Ce résumé suffit à comprendre qu’il n’y a rien de réaliste dans les aventures du Docteur Oméga. Il va sans dire que les incohérences scientifiques s’enchaînent tout au long du roman, mais ce texte fut publié en 1906, et il convient donc de le resituer dans son contexte scientifique d’origine. Arnould Galopin fait preuve de grande naïveté, et cherche surtout à raconter des aventures incroyables et des situations loufoques. On peut tout de même noter un effort particulier pour justifier chaque phénomène par une explication cartésienne, si erronée soit-elle : « J’avais lu dans des livres d’astronomie, dit-il, que les phénomènes de la végétation n’étaient pas les mêmes sur les autres planètes que sur la Terre, mais je ne pouvais croire à un phénomène aussi curieux… ».

Les emprunts sont nombreux : Arnould Galopin s’inspire principalement de Jules Verne et de H.G. Wells. Le vaisseau qu’il a choisi pour transporter ses personnages sur Mars, à savoir un obus creux, est largement similaire à celui utilisé par Michel Ardan pour atteindre la Lune dans De la Terre à la Lune (1865) de Jules Verne, même si son moyen de propulsion reste différent. Et bien sûr, la « stellite » de Galopin est assez comparable à la « cavorite » de H.G. Wells, utilisée par le professeur Cavor pour rejoindre la Lune dans Les Premiers Hommes dans la Lune (1901). On retrouve aussi des références au Gulliver de Jonathan Swift et au film Voyage dans la Lune (1902) de Georges Méliès, une adaptation de l’œuvre de Jules Verne.

À prendre à la rigolade


Au regard de notre XXIe siècle, les passages amusants sont légion dans Docteur Oméga. Il y a d’ailleurs de nombreuses perles à découvrir, et en voici une – sans gâcher l’effet de surprise, car il y en a d’autres dans la même veine :   « Effectivement, les Martiens n’étaient pas précisément ce que l’on peut appeler de beaux spécimens de la race humaine. […] Le Docteur Oméga, très humanitaire, essaya de parlementer… […] mais les gnomes devinrent plus agressifs. […] – Ma foi, tant pis, dit le Docteur, il faut les exterminer. ». En effet, la rencontre avec une autre civilisation n’est pas vraiment ici l’occasion d’entamer un dialogue constructif, mais plutôt de mesurer les forces ! Et c’est sans compter les « hommes chauve-souris » qui fument la pipe et les éléphants roses (véridique !). L’histoire ne dit pas si Monsieur Galopin était porté sur la boisson, mais ses représentations très particulières des habitants, de la faune et des paysages de Mars ne manquent pas de panache, et sont parfois très colorées, dans une vision qui pourrait, lors de certains passages, être comparée à l’univers d’Alice au Pays des Merveilles de Lewis Carroll. Sans oublier le dialecte martien, qui se rapproche plus ou moins de celui d’un enfant apprenant à parler : les « ploplô » ou autres « gâgayou » ne manqueront pas d’attendrir le lecteur.

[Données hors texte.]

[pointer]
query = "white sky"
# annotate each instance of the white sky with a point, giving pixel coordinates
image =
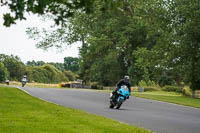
(13, 40)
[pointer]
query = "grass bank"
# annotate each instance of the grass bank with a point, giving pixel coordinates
(171, 97)
(21, 113)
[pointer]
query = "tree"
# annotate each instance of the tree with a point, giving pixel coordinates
(3, 72)
(71, 63)
(14, 65)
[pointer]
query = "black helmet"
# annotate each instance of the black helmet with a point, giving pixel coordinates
(126, 79)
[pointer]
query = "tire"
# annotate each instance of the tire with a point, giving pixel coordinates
(112, 106)
(119, 104)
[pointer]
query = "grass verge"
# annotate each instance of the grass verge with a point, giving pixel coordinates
(171, 97)
(21, 113)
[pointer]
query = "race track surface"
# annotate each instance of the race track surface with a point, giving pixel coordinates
(157, 116)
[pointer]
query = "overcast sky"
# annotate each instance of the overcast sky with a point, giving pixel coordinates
(13, 40)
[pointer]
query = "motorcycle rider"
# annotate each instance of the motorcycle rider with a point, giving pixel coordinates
(24, 80)
(124, 81)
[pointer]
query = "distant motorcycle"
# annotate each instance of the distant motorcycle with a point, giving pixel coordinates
(117, 100)
(23, 83)
(24, 80)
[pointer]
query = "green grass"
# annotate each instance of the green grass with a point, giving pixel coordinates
(21, 113)
(171, 97)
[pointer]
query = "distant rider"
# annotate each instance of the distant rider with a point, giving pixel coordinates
(124, 81)
(24, 80)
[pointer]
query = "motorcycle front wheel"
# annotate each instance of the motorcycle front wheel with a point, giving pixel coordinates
(119, 104)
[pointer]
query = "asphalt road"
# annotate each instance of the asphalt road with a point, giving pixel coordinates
(157, 116)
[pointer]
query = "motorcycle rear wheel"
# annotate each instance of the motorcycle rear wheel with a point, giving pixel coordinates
(119, 104)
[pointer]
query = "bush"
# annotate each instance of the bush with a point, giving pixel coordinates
(3, 72)
(142, 83)
(150, 89)
(70, 75)
(173, 89)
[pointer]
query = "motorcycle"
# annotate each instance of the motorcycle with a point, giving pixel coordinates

Mais ne nous y trompons pas, malgré, ou grâce à ces drôleries, Docteur Oméga a su inspirer par la suite d’autres auteurs, dont on trouve quelques exemples avec les nouvelles incluses dans ce volume. Les Melons de Trafalmadore, de Serge Lehman, très courte mais efficace, est un exemple de la sorte de clin d’œil tout à fait distancié que l’on peut en faire. Enfin,  les amateurs de Docteur Who pourront eux-mêmes juger des analogies entre les deux personnages.

L’agréable fantôme d’une science-fiction naïve

Docteur Omega, resté plutôt méconnu, est à considérer comme un témoignage du passé, un volume tiré des origines de la SF française. Cette réédition est une initiative à saluer, puisqu’elle donne l’occasion de redécouvrir ce roman populaire, qui est bien sûr à lire au second, voire au troisième degré, pour une bonne tranche de rigolade, accompagnée d’un zeste de nostalgie.